THINK TOGETHER.
Do you remember the story of the Prodigal Son (Luke 15:11-32)? Can you tell it to each other?
READ TOGETHER
Proverbs 19:4. Wealth brings many new friends, but a poor man is deserted by his friend.
Do you remember the story of the prodigal son that Jesus told? It illustrates today’s proverb. The younger brother took his dad’s money and left home. While he had lots of money he was able to do lots of things (bad things) with lots of people (bad people). Jesus doesn’t say it directly, but he implies that the son had lots of new friends from his new money. But when all his money was gone he had to go feed pigs for a living. No money – no friends.
There is an important lesson here for us about friendship. Some people will only be friends with you because you have things, or money, or for what you can do for them. Sometimes we even treat Jesus this way, don’t we? We only like Jesus because of what he can do for us.
True friends like you for who you are, not what you have. A friend that would desert (leave) you if your money ran out is not a real friend. In fact, a true friend will help you when you need it. That’s why Jesus is still the best friend ever. He likes you because he likes you, not because of what you have (everything you have, he gave to you), and not because of what you can do for him (you can’t do anything for him because Jesus already has everything he could ever need in God). This means that Jesus isn’t your friend because of what he can get out of it, but only because of what he can give. That’s the kind of friend we should be, and that’s the kind of friends we need.
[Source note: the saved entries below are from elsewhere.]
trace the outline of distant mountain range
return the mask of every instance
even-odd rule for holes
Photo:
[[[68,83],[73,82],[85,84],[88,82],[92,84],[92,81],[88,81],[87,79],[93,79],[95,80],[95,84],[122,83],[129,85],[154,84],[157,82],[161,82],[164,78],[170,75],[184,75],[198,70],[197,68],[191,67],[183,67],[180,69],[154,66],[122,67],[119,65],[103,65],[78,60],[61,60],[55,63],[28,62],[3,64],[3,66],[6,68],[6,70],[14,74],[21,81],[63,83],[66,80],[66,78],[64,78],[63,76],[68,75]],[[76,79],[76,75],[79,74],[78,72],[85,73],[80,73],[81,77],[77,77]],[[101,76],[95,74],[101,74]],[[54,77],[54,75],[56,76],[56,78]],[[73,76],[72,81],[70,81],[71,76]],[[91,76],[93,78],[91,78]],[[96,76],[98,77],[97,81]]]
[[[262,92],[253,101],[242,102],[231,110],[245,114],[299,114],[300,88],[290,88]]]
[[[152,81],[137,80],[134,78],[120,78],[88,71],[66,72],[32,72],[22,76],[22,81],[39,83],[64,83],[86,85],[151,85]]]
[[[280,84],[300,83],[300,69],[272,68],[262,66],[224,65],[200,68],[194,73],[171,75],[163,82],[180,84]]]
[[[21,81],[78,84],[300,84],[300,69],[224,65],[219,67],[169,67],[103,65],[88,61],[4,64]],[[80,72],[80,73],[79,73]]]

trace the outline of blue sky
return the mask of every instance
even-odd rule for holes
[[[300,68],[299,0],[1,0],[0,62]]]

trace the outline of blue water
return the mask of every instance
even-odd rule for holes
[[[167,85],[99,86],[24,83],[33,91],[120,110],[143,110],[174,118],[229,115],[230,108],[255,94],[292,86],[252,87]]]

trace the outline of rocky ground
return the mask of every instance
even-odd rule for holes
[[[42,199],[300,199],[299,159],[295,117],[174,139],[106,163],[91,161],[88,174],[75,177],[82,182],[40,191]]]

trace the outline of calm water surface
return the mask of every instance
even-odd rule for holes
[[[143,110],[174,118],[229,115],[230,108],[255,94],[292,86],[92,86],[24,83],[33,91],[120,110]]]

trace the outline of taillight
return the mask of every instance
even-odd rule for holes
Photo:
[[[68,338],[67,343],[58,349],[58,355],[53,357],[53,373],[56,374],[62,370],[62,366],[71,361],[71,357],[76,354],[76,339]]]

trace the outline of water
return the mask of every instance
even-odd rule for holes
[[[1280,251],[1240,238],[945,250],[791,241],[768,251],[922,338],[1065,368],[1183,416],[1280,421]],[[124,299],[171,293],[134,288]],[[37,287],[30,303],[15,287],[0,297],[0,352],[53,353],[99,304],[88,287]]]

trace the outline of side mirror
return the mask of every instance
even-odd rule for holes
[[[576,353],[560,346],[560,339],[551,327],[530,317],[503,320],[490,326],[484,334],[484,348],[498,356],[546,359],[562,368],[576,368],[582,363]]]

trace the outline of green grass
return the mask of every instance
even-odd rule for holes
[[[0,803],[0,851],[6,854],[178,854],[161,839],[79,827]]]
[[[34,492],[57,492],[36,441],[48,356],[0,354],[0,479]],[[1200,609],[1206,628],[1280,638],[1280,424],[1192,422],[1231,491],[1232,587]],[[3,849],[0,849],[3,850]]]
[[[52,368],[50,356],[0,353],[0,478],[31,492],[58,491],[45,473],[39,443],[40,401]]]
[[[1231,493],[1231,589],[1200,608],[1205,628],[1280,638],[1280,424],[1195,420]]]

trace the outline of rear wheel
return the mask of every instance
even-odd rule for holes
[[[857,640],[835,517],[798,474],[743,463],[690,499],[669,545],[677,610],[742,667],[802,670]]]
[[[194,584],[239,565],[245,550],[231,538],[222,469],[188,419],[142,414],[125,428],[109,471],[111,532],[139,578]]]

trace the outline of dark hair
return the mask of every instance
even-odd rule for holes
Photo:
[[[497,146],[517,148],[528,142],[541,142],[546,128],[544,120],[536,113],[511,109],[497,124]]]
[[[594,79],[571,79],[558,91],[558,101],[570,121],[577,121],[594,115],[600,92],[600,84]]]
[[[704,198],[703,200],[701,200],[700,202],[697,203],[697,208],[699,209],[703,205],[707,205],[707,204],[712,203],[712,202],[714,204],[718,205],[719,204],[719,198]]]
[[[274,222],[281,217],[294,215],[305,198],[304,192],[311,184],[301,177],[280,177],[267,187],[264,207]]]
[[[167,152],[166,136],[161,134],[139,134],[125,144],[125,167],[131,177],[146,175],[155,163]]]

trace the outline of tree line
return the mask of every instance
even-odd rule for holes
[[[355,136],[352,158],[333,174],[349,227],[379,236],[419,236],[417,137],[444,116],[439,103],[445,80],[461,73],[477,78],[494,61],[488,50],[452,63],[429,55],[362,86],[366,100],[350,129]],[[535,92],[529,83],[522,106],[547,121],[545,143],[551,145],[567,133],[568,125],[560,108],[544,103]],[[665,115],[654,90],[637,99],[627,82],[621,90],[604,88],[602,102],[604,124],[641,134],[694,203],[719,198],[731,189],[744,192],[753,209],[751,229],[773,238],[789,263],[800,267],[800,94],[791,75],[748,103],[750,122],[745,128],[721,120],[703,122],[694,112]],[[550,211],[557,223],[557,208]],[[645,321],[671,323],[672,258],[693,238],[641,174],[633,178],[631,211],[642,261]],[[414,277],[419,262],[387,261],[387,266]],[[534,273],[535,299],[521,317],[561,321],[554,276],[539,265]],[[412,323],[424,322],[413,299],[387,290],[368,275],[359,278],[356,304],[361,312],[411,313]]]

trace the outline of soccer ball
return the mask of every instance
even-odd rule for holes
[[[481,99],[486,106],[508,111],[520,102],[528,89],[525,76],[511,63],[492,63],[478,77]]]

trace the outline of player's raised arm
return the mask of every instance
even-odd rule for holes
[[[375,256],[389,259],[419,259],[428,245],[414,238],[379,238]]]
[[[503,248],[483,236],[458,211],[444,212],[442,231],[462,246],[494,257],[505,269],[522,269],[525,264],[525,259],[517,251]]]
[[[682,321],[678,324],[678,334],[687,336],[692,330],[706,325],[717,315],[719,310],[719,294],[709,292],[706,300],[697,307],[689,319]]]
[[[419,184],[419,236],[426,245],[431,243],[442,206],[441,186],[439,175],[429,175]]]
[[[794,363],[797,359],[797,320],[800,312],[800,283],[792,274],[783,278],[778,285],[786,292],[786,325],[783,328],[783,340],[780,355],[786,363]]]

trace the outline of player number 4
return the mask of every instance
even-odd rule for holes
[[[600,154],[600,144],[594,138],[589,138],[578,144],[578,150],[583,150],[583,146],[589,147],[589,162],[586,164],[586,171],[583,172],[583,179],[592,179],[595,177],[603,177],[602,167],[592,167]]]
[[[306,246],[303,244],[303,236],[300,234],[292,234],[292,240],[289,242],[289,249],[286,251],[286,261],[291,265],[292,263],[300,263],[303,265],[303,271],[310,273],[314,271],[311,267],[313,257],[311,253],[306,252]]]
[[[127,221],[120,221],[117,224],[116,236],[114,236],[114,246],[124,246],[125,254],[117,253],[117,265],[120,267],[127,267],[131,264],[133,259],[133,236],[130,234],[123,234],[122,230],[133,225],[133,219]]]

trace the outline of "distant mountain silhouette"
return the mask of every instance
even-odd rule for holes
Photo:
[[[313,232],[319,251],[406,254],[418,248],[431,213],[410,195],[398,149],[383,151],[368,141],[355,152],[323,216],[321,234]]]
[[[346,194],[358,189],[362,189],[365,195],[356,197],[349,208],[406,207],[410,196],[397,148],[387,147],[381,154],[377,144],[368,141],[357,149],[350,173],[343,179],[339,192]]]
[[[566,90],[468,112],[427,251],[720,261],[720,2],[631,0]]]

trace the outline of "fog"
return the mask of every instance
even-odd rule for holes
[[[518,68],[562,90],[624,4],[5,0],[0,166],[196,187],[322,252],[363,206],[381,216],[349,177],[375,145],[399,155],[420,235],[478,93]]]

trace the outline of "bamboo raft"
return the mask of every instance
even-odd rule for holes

Because of Jesus we will always be liked for who we are, not what we do.
With Jesus we can be a true friend too.
DO SOMETHING TOGETHER
Watch the movie Toy Story together. What kind of friendship did Buzz and Woody have? Talk about how it changed over the course of the movie. Did they desert each other or stick together?
PRAY TOGETHER
Jesus, you will never desert me because you love me for me. Amen.